Luxuriant swathes of cream, violet, and aquamarine form the Pope’s features, highlighted by delicate gossamer-like sweeps of pure, bright white that form the folds of his silk cloaks. Against a palette of ruby red, Bacon has situated the figure at the center of the composition upon his ex-cathedra; the geometry of the walls dissolving around him, while his clear eyes remain fixed on the distance. Transfixed and introspective, the enigmatic figure confronts the weight of his exalted position at the center of an infinite and mysterious scarlet void.

Standing as his most signature paintings, the Papal motif remained one of intense significance for the artist, and would be religiously revisited throughout his career.

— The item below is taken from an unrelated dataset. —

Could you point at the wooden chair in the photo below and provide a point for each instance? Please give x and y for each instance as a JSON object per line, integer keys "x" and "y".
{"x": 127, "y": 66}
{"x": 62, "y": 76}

Variants of this motif reappear in several major works between 1946 and 1971, such as Pope II, 1951, Städtische Kunsthalle Mannheim, Study after Velázquez's Portrait of Pope Innocent X, 1953, Des Moines Art Center, and Study for a Portrait II, 1956, National Gallery of Canada. As with all his Pope pictures, Seated Figure (Red Cardinal) stems from Bacon's consuming obsession with Diego Velázquez Portrait of Pope Innocent X, 1650. Over a fifteen year period Bacon returned unfailingly to this subject, with the earliest explorations dating from 1946. Preferring to paint from still photographic images over painting from life, Bacon was inspired by printed reproductions of Velázquez’s work, allegedly even declining seeing the original when he visited Rome in late 1954. “I was haunted by that work, by the reproductions that I saw of it. It's such an extraordinary portrait that I wanted to do something based on it... I was quite overcome by it and I felt compelled to do what I did. I felt overwhelmed by that image”. While obviously the result of a very personal response by the artist to one picture, Bacon's violently distorted versions became for many icons of the alienation, disorientation and loss of spiritual and moral certitude experienced by post-war European society. Standing as the conceptual counterpoint to the tempestuous Screaming Popes of the decade prior, Seated Figure (Red Cardinal) presents not a terrified and tormented figure, but a humbled and silent one.

In Seated Figure (Red Cardinal), Bacon presents the image of the Pope as a tragic hero brought low by the external forces around him. Calling into question the sanctity of the church's supreme potentate, Bacon substitutes Velázquez's official portrait with a candid glimpse of the man behind the aggrandizing guise of his station. Destabilizing his power is the deliberate presence of a self-effacing papal chair devoid of ornate detail; the imposing throne now reduced to a minimalist expanse of color.